Blues and Medicare: Assure the Stability of Medicare Advantage and Part D Programs that are providing Improved Benefits and Reduced Costs for Beneficiaries


Printer Friendly

November 7, 2006


Issue: Approximately 6 million people with Medicare are enrolled in Medicare Advantage (MA) plans and more than 24 million now have prescription drug coverage through MA plans, stand-alone prescription drug plans and employer and union plans. The 2003 Medicare Modernization Act (MMA) reversed years of chronic underfunding of the MA program and introduced new Medicare options. Congress is now considering changing the rules and funding for these options before many MMA-related changes are fully implemented.

Position: Blue Cross and Blue Shield Plans urge Congress to maintain the stability of the Medicare Advantage and Part D programs. The future of private plan choices in Medicare depends on maintaining stable rules and reliable funding. Changing the rules would:

  • Threaten expanded choices for people with Medicare;
  • Destabilize the program and lead health plans to reconsider participation; and
  • Harm enhanced coverage for low-income and other vulnerable populations.

Changes Would Undermine Expanded Choices for People with Medicare

  • Beneficiaries are seeing expanded MA and prescription drug plan choices. According to the Centers for Medicare and Medicaid Services (CMS), over 90 percent of Medicare beneficiaries had access to MA plan options by the end of 2005. Medicare beneficiaries have access to a Blue Cross and Blue Shield local or regional MA product in 34 states. Blue Plans now provide stand-alone prescription drug plans in 41 states.

  • Beneficiaries are seeing improved benefits/lower cost-sharing. More than 80 percent of MA enrollees have seen their benefits increase, 41 percent have seen their premiums decrease, and 43 percent have seen a reduction in their co-payments or other cost sharing since March 1, 2004, when the new MMA funding was implemented.

  • Beneficiaries in Part D are seeing significant savings. Beneficiaries enrolling in Medicare Prescription drug plans can expect to see savings of 34 to 41 percent on their prescription drugs, and those with limited incomes will save significantly more. According to CMS, average monthly premiums are around $25, one-third lower than previous projections.

Changes Could Destabilize the Program and Lead Health Plans to Reconsider Participation

  • The future of private plan choices depends on maintaining reliable funding. MMA payment reforms reversed years of chronic underfunding that forced MA plans to leave the program. MA options declined from 346 in 1998 to 151 in 2003 because of underfunding. MMA payment increases reversed this trend, and the number of MA plans has nearly tripled, providing coverage to 6 million Medicare beneficiaries. Reducing MA or Part D funding would signal that the government is an unreliable business partner and would once again threaten access and choice for Medicare beneficiaries.

  • It is premature for Congress to make changes to the Part D program, which is still in the implementation phase. Millions of seniors and people with disabilities now have access to prescription drug coverage under Medicare Part D. While some transition issues were bound to arise in implementing this massive new benefit, CMS, plans and pharmacists are identifying and fixing problems, and conditions are improving day by day. Congress should allow these issues to be resolved through administrative action before changing the rules for this program through legislation.

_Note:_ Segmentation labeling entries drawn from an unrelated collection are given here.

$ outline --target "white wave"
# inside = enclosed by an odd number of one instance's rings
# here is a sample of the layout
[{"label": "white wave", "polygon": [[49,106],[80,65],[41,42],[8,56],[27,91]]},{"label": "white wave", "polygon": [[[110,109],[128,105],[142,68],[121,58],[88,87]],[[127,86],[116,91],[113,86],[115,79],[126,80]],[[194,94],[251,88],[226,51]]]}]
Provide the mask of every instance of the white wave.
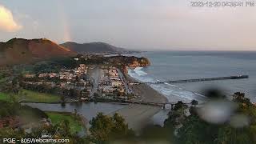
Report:
[{"label": "white wave", "polygon": [[[150,77],[147,75],[147,74],[143,74],[143,71],[142,70],[129,70],[128,74],[143,82],[158,81],[158,79]],[[205,97],[202,94],[183,90],[176,85],[166,83],[160,85],[150,84],[150,86],[155,90],[166,96],[169,102],[174,102],[174,99],[180,99],[186,102],[190,102],[193,99],[195,99],[198,102],[203,102],[203,99],[205,98]]]}]

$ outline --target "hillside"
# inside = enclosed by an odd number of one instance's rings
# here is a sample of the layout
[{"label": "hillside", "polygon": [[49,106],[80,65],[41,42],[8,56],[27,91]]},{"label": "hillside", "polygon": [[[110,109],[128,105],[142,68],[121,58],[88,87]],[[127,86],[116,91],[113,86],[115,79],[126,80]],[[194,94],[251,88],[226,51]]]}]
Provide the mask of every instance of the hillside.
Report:
[{"label": "hillside", "polygon": [[77,53],[126,53],[129,52],[123,48],[116,47],[105,42],[76,43],[68,42],[60,46],[66,47]]},{"label": "hillside", "polygon": [[27,63],[74,54],[76,53],[45,38],[13,38],[0,42],[0,65]]}]

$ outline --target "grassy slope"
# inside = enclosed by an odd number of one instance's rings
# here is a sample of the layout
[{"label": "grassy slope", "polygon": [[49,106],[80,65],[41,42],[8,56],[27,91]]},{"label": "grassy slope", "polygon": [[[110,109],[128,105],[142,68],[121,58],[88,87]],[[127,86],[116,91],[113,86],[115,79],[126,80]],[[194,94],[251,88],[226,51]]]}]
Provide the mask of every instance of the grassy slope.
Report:
[{"label": "grassy slope", "polygon": [[[27,90],[22,90],[22,94],[16,94],[14,98],[17,101],[22,100],[34,102],[58,102],[60,101],[59,96]],[[10,101],[10,94],[0,93],[0,100]]]},{"label": "grassy slope", "polygon": [[58,124],[64,120],[70,122],[70,127],[71,133],[74,134],[82,130],[82,124],[78,119],[75,118],[74,115],[66,113],[57,113],[57,112],[46,112],[46,114],[50,118],[53,124]]},{"label": "grassy slope", "polygon": [[9,102],[10,98],[8,94],[0,92],[0,101]]}]

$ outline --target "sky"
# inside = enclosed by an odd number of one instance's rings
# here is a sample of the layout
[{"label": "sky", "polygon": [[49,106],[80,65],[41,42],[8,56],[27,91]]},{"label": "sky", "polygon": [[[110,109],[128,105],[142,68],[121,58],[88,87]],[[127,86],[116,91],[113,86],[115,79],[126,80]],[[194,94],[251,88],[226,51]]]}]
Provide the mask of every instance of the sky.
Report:
[{"label": "sky", "polygon": [[188,0],[1,0],[0,41],[46,38],[140,50],[256,50],[255,14],[256,7],[196,8]]}]

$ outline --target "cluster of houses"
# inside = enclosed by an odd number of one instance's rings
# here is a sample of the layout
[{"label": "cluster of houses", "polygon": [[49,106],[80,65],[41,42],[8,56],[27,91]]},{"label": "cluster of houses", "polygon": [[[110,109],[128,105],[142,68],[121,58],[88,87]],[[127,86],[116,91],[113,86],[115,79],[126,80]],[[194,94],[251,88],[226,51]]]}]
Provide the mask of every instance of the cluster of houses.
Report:
[{"label": "cluster of houses", "polygon": [[98,90],[102,94],[102,96],[111,96],[118,98],[126,98],[124,82],[120,78],[118,69],[112,66],[102,66],[102,75]]},{"label": "cluster of houses", "polygon": [[88,93],[91,90],[91,81],[87,77],[88,66],[80,64],[78,67],[73,70],[61,69],[58,73],[41,73],[26,74],[23,81],[30,85],[46,85],[54,87],[59,87],[66,90],[86,90]]}]

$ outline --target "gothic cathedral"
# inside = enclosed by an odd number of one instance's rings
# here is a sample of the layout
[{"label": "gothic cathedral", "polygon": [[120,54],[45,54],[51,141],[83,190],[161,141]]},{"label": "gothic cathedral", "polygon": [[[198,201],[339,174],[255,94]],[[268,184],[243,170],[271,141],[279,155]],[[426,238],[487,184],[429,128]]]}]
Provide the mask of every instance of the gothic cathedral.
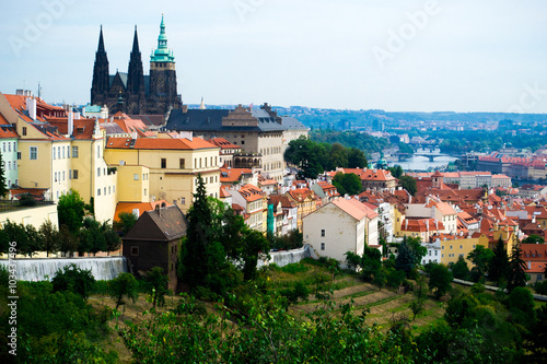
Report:
[{"label": "gothic cathedral", "polygon": [[144,75],[142,59],[135,26],[133,47],[127,73],[109,74],[108,58],[103,40],[103,26],[98,35],[98,47],[93,66],[91,104],[106,105],[110,114],[164,115],[179,107],[176,91],[175,57],[167,49],[165,24],[160,24],[158,49],[150,56],[150,75]]}]

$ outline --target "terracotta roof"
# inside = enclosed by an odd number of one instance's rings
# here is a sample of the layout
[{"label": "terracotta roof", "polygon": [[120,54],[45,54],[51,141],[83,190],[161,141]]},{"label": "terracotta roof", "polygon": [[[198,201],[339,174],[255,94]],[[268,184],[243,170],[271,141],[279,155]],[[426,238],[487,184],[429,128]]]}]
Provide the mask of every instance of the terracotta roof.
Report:
[{"label": "terracotta roof", "polygon": [[291,201],[287,196],[284,195],[271,195],[268,199],[269,204],[278,204],[281,202],[281,207],[283,209],[294,209],[296,207],[296,203]]},{"label": "terracotta roof", "polygon": [[140,150],[197,150],[218,148],[201,138],[188,139],[150,139],[150,138],[108,138],[107,149]]},{"label": "terracotta roof", "polygon": [[253,171],[248,168],[220,168],[220,183],[233,184],[241,180],[242,175],[253,175]]},{"label": "terracotta roof", "polygon": [[217,146],[220,146],[220,149],[241,149],[240,145],[233,144],[233,143],[229,142],[228,140],[225,140],[224,138],[212,138],[212,139],[209,139],[208,142],[210,142]]},{"label": "terracotta roof", "polygon": [[337,198],[331,202],[336,207],[338,207],[340,210],[349,214],[356,220],[361,221],[365,216],[369,219],[374,219],[377,216],[377,213],[374,212],[374,210],[368,208],[364,206],[362,202],[359,202],[356,199],[345,199],[345,198]]},{"label": "terracotta roof", "polygon": [[247,202],[257,201],[264,198],[264,191],[251,184],[242,186],[237,192],[245,199]]},{"label": "terracotta roof", "polygon": [[138,209],[140,216],[146,211],[152,211],[156,206],[161,207],[163,203],[167,207],[171,206],[171,203],[165,200],[159,200],[155,202],[118,202],[118,204],[116,204],[116,212],[114,213],[114,221],[118,221],[118,215],[121,212],[132,213],[135,209]]},{"label": "terracotta roof", "polygon": [[441,230],[444,230],[443,223],[434,219],[405,219],[400,224],[400,231],[403,232],[426,233]]}]

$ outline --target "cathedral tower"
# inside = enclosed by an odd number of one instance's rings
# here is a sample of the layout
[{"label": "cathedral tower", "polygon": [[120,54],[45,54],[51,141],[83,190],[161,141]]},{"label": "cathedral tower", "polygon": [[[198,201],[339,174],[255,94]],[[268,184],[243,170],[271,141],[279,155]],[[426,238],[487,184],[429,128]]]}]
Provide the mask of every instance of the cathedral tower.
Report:
[{"label": "cathedral tower", "polygon": [[165,114],[170,106],[177,107],[175,57],[167,48],[167,36],[165,35],[165,23],[160,24],[160,36],[158,37],[158,49],[150,56],[150,101],[153,114]]},{"label": "cathedral tower", "polygon": [[91,104],[104,105],[109,89],[108,57],[104,48],[103,25],[98,34],[98,47],[95,52],[95,64],[93,66],[93,82],[91,84]]},{"label": "cathedral tower", "polygon": [[135,25],[133,47],[129,57],[127,71],[127,105],[128,114],[143,114],[146,109],[144,72],[142,70],[142,58],[139,50],[139,38],[137,25]]}]

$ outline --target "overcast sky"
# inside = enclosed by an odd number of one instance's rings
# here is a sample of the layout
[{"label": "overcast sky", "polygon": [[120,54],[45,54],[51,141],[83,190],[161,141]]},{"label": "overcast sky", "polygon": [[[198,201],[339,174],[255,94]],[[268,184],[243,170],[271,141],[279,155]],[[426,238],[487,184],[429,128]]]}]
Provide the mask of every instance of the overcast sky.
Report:
[{"label": "overcast sky", "polygon": [[164,13],[185,104],[547,113],[545,0],[1,1],[3,93],[89,103],[101,24],[148,74]]}]

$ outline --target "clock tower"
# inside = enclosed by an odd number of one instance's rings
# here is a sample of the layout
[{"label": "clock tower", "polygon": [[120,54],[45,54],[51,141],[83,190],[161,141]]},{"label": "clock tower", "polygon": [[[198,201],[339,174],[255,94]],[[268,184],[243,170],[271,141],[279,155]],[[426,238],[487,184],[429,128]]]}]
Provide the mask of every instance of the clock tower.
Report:
[{"label": "clock tower", "polygon": [[178,107],[176,90],[175,56],[167,48],[165,23],[160,24],[158,49],[150,56],[150,98],[149,109],[153,114],[165,114],[170,106]]}]

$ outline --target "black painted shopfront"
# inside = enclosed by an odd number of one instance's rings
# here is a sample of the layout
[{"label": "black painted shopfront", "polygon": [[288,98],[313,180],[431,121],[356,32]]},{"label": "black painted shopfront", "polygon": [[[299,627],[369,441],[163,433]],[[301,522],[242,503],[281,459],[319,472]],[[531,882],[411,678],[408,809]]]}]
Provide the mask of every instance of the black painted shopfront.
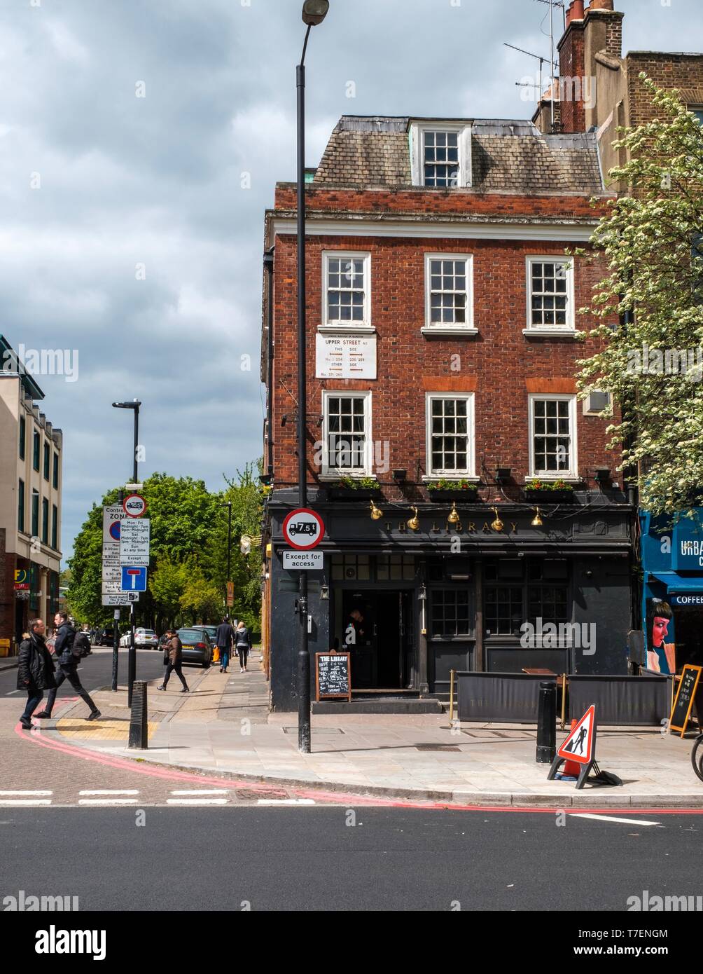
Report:
[{"label": "black painted shopfront", "polygon": [[[446,698],[452,670],[624,674],[632,628],[633,509],[622,495],[586,494],[572,505],[504,504],[502,529],[486,505],[329,501],[311,491],[325,524],[323,570],[309,573],[310,652],[339,641],[352,654],[352,694],[403,693]],[[285,515],[295,491],[268,499],[272,703],[294,710],[299,618],[297,578],[281,567]],[[553,638],[538,626],[553,624]],[[526,646],[526,622],[536,638]],[[314,669],[314,667],[313,667]]]}]

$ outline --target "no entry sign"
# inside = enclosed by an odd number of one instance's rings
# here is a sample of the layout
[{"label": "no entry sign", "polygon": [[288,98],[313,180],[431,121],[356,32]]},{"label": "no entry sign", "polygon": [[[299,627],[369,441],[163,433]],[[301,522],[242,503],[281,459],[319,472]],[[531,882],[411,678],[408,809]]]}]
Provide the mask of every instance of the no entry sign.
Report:
[{"label": "no entry sign", "polygon": [[292,510],[283,521],[283,538],[298,551],[311,551],[324,538],[322,518],[307,507]]}]

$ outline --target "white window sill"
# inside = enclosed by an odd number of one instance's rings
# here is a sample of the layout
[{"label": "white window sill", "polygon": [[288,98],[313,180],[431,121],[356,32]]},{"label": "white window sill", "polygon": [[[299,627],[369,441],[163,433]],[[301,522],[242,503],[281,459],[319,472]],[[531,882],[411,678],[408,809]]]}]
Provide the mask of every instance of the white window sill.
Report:
[{"label": "white window sill", "polygon": [[[366,473],[363,470],[341,470],[339,473],[320,473],[317,477],[320,483],[323,484],[336,484],[342,479],[348,480],[361,480],[365,477],[370,477],[370,473]],[[371,488],[374,490],[375,488]]]},{"label": "white window sill", "polygon": [[455,483],[461,480],[465,480],[469,484],[481,483],[481,478],[472,473],[432,473],[423,477],[425,484],[436,484],[439,480],[452,480]]},{"label": "white window sill", "polygon": [[575,328],[523,328],[523,335],[527,338],[552,338],[557,335],[559,338],[575,338]]},{"label": "white window sill", "polygon": [[375,335],[376,328],[372,324],[320,324],[317,328],[320,335]]},{"label": "white window sill", "polygon": [[470,337],[471,335],[478,334],[478,328],[471,328],[468,326],[461,324],[426,324],[421,329],[421,332],[427,335],[441,335],[444,337],[451,338],[463,338]]}]

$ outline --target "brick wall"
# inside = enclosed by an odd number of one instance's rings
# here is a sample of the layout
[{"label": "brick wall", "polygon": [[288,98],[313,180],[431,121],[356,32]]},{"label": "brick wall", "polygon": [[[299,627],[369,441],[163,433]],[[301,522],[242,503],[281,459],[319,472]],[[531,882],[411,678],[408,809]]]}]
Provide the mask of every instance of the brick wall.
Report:
[{"label": "brick wall", "polygon": [[[525,258],[528,254],[560,255],[564,246],[558,240],[459,242],[311,236],[307,247],[310,481],[315,472],[314,442],[322,435],[315,424],[324,389],[372,391],[373,439],[389,442],[390,469],[407,469],[410,481],[418,481],[426,472],[426,390],[475,391],[476,473],[482,473],[485,464],[491,470],[498,466],[511,467],[516,477],[524,475],[529,449],[528,383],[536,382],[538,392],[566,391],[560,385],[564,382],[572,390],[575,361],[589,352],[588,344],[584,347],[573,339],[526,338],[522,333],[527,317]],[[376,382],[314,377],[315,334],[321,323],[322,251],[332,249],[371,253],[372,323],[378,332]],[[473,254],[478,336],[427,339],[421,334],[425,324],[425,254],[429,251]],[[602,276],[602,269],[576,258],[576,309],[589,302],[592,287]],[[297,394],[296,238],[292,235],[276,241],[274,301],[274,469],[277,485],[283,486],[297,480],[293,421],[293,395]],[[576,326],[585,327],[587,322],[587,318],[577,318]],[[453,359],[453,356],[460,357]],[[288,415],[288,421],[281,427],[283,414]],[[579,473],[617,466],[618,458],[606,450],[606,427],[605,421],[584,417],[578,404]],[[390,480],[390,474],[380,479]]]},{"label": "brick wall", "polygon": [[630,98],[630,124],[650,122],[657,116],[651,95],[639,75],[644,71],[660,88],[678,88],[688,105],[703,105],[703,56],[668,54],[629,54],[627,75]]}]

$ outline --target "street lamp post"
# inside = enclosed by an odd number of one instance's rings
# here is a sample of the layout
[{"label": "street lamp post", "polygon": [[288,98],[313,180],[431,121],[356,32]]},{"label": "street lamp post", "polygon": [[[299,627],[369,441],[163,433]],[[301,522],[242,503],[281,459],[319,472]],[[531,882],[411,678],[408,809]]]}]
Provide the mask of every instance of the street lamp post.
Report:
[{"label": "street lamp post", "polygon": [[[227,581],[225,583],[225,609],[229,610],[227,605],[227,595],[228,595],[228,585],[232,581],[232,501],[227,501],[225,504],[221,504],[220,507],[227,507]],[[229,611],[225,613],[229,616]]]},{"label": "street lamp post", "polygon": [[[308,506],[307,471],[307,391],[306,391],[306,288],[305,288],[305,55],[313,27],[320,24],[329,11],[329,0],[305,0],[303,22],[308,24],[303,56],[297,68],[298,87],[298,502]],[[300,638],[298,648],[298,750],[311,752],[310,727],[310,649],[308,647],[308,574],[300,572],[298,582]]]},{"label": "street lamp post", "polygon": [[[134,399],[132,402],[113,402],[112,404],[115,409],[132,409],[134,411],[134,449],[132,451],[132,483],[136,484],[138,480],[138,449],[139,449],[139,406],[141,402],[138,399]],[[122,491],[120,492],[120,500],[123,500]],[[131,626],[131,635],[130,638],[130,656],[129,656],[129,665],[128,665],[128,691],[127,691],[127,702],[128,706],[131,706],[131,692],[134,686],[134,680],[136,679],[136,647],[134,646],[134,603],[130,603],[130,623]],[[118,632],[118,627],[115,626],[114,639],[112,644],[112,683],[113,690],[117,690],[117,656],[118,648],[120,645],[120,634]]]}]

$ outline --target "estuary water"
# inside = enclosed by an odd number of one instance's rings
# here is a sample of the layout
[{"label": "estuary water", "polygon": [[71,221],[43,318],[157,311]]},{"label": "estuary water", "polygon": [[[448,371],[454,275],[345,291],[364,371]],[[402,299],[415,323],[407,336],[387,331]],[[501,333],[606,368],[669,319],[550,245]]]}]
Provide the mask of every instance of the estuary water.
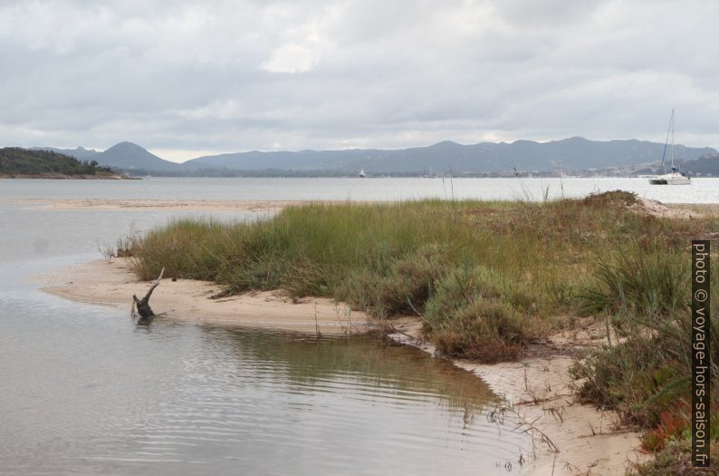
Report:
[{"label": "estuary water", "polygon": [[177,217],[257,215],[23,199],[542,199],[623,189],[719,202],[719,180],[693,181],[0,180],[0,473],[506,474],[531,452],[512,424],[488,421],[496,400],[481,380],[417,349],[161,318],[138,328],[129,306],[65,301],[29,280]]},{"label": "estuary water", "polygon": [[[66,301],[29,278],[200,213],[16,199],[321,198],[316,185],[269,182],[0,180],[0,473],[526,471],[518,460],[531,442],[488,421],[486,385],[417,349],[162,318],[136,327],[129,306]],[[333,197],[349,193],[335,187]]]}]

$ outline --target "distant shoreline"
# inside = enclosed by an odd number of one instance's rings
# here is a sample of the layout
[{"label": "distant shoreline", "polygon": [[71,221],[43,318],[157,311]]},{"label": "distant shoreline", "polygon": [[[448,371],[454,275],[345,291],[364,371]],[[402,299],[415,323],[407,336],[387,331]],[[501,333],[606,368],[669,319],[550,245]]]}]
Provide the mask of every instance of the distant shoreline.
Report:
[{"label": "distant shoreline", "polygon": [[45,179],[53,180],[141,180],[139,177],[125,177],[123,175],[65,175],[62,173],[14,173],[0,174],[0,179]]}]

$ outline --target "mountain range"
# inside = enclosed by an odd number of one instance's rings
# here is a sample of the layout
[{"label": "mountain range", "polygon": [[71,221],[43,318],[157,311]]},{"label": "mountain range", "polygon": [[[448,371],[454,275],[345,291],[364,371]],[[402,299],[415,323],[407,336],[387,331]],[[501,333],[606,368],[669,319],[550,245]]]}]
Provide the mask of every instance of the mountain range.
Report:
[{"label": "mountain range", "polygon": [[[638,140],[590,141],[573,137],[535,142],[515,141],[463,145],[446,141],[427,147],[399,150],[352,149],[340,151],[259,151],[203,156],[184,163],[165,160],[131,142],[120,142],[107,151],[38,147],[75,157],[97,160],[101,165],[130,173],[153,175],[202,175],[209,171],[304,172],[353,175],[368,174],[471,174],[486,172],[548,171],[560,166],[566,170],[605,170],[648,164],[661,160],[665,144]],[[675,146],[679,162],[716,154],[704,147]]]}]

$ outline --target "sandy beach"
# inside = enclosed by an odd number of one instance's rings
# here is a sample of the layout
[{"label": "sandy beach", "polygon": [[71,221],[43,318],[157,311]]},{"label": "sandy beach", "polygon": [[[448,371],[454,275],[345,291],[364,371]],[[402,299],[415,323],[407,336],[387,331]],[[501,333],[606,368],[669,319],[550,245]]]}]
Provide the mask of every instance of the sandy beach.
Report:
[{"label": "sandy beach", "polygon": [[[43,291],[73,301],[113,306],[130,314],[132,295],[142,297],[149,283],[139,282],[126,258],[97,260],[33,278]],[[185,322],[282,329],[326,335],[367,332],[369,319],[331,299],[292,300],[281,293],[247,293],[215,299],[220,288],[209,282],[163,279],[150,305],[163,318]]]},{"label": "sandy beach", "polygon": [[[43,290],[78,302],[113,306],[129,316],[131,296],[144,296],[150,283],[139,282],[127,258],[97,260],[57,269],[34,277]],[[150,304],[161,318],[192,323],[240,325],[323,335],[363,333],[371,329],[369,316],[331,299],[292,300],[279,292],[247,293],[226,298],[211,296],[219,287],[209,282],[163,279]],[[418,318],[391,321],[398,341],[436,354],[421,337]],[[638,452],[639,435],[621,427],[613,412],[599,412],[576,402],[567,369],[578,347],[599,345],[603,333],[586,321],[573,331],[552,335],[546,345],[519,362],[480,364],[453,359],[459,367],[484,380],[513,407],[533,437],[532,454],[523,457],[531,474],[624,474],[628,461],[647,456]],[[530,424],[531,423],[531,424]],[[548,441],[549,440],[549,441]],[[527,464],[525,462],[525,464]]]}]

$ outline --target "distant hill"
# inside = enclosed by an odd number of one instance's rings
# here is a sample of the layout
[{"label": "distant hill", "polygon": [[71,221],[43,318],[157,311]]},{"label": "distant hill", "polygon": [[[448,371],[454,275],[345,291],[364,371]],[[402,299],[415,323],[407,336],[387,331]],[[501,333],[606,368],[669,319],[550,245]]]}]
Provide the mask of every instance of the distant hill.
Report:
[{"label": "distant hill", "polygon": [[[606,169],[661,160],[664,144],[637,140],[589,141],[580,137],[535,142],[516,141],[462,145],[449,141],[428,147],[401,150],[302,151],[297,152],[238,152],[199,157],[182,164],[186,170],[337,170],[371,174],[414,172],[468,173],[512,170],[551,170],[554,160],[565,170]],[[675,147],[676,160],[691,160],[714,153],[711,148]]]},{"label": "distant hill", "polygon": [[80,161],[53,151],[6,147],[0,149],[0,176],[114,176],[96,161]]},{"label": "distant hill", "polygon": [[80,160],[97,160],[101,165],[129,172],[135,170],[146,173],[168,172],[180,169],[179,164],[160,159],[132,142],[120,142],[102,152],[82,147],[77,149],[55,149],[53,147],[34,149],[62,153]]},{"label": "distant hill", "polygon": [[175,162],[160,159],[132,142],[120,142],[104,152],[100,152],[94,159],[102,165],[130,171],[135,169],[171,171],[180,167]]},{"label": "distant hill", "polygon": [[78,147],[76,149],[57,149],[55,147],[34,147],[34,151],[47,151],[49,152],[56,152],[70,157],[74,157],[79,160],[94,160],[95,156],[99,154],[97,151],[92,149],[85,149],[84,147]]},{"label": "distant hill", "polygon": [[[370,175],[547,172],[606,170],[610,167],[650,164],[660,160],[664,144],[637,140],[589,141],[572,137],[535,142],[481,142],[463,145],[446,141],[427,147],[399,150],[352,149],[226,153],[198,157],[182,164],[165,160],[131,142],[120,142],[99,152],[77,149],[49,149],[77,159],[94,160],[104,166],[142,175]],[[675,146],[675,159],[688,162],[715,154],[712,148]]]}]

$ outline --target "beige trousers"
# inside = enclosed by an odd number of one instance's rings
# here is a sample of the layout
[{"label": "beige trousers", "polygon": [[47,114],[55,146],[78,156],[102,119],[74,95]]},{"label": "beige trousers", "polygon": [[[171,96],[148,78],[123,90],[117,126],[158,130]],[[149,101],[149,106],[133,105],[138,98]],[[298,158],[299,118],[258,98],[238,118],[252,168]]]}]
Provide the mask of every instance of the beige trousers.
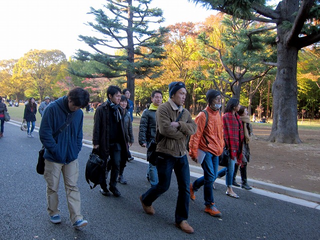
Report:
[{"label": "beige trousers", "polygon": [[73,224],[78,220],[83,219],[80,214],[80,192],[76,186],[79,176],[78,160],[76,160],[68,164],[62,164],[46,160],[44,163],[44,176],[46,181],[46,200],[49,215],[52,216],[60,214],[60,210],[58,208],[58,190],[62,172],[70,220]]}]

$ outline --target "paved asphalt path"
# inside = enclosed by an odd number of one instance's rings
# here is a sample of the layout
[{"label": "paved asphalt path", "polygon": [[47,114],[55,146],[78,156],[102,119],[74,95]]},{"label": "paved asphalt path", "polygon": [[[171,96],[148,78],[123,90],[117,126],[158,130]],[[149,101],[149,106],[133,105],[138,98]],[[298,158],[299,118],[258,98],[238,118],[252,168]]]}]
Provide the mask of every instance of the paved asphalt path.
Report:
[{"label": "paved asphalt path", "polygon": [[46,182],[36,171],[42,146],[38,134],[36,132],[34,138],[29,138],[19,126],[6,123],[4,128],[4,137],[0,139],[0,240],[320,239],[318,210],[250,191],[242,190],[240,198],[232,198],[226,196],[226,188],[220,184],[216,184],[214,194],[222,217],[204,212],[202,188],[196,200],[190,202],[188,222],[194,233],[188,234],[174,224],[178,192],[174,174],[169,190],[154,203],[156,214],[148,215],[138,198],[149,188],[147,165],[135,160],[128,163],[124,176],[128,184],[118,186],[121,196],[104,196],[98,186],[91,190],[86,181],[91,150],[86,146],[79,154],[78,186],[82,212],[88,224],[80,230],[71,226],[62,178],[62,222],[52,224],[46,210]]}]

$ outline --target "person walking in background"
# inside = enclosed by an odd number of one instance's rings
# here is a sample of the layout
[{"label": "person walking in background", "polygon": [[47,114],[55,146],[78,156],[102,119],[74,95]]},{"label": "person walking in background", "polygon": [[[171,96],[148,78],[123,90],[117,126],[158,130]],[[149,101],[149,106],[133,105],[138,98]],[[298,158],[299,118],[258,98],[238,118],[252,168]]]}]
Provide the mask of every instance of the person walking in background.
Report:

Changes Would Harm Enhanced Coverage for Low-Income and Other Vulnerable Populations

  • MA plans offer beneficiaries lower overall out-of-pocket costs. In May 2004, a CMS study indicated that out-of-pocket costs for MA enrollees were 34 percent lower than for beneficiaries who have traditional, fee-for-service Medicare coverage. An updated CMS analysis released in April 2005 estimated that beneficiaries in MA plans are expected to save almost $100 a month or $1,200 a year compared to the out-of-pocket costs beneficiaries face in FFS Medicare.

  • Low-income and minority beneficiaries would be hardest hit by Medicare Advantage funding cuts. Historically, low-income and minority beneficiaries have turned to MA for a safety net from high out-of-pocket costs. A study by Ken Thorpe, Ph.D., of Emory University shows that beneficiaries who are low-income, African American, or Hispanic are disproportionately enrolled in MA and would not have access to important benefits and financial protections if MA options were no longer available to them.

We urge sustained MA and Part D funding, as provided in the MMA, to provide meaningful health plan choices for all beneficiaries through continued private Plan participation in MA. The Blue Cross and Blue Shield Association is made up of 39 independent, locally operated Blue Cross and Blue Shield companies that collectively provide healthcare coverage for more than 100 million - nearly one-in-three - Americans.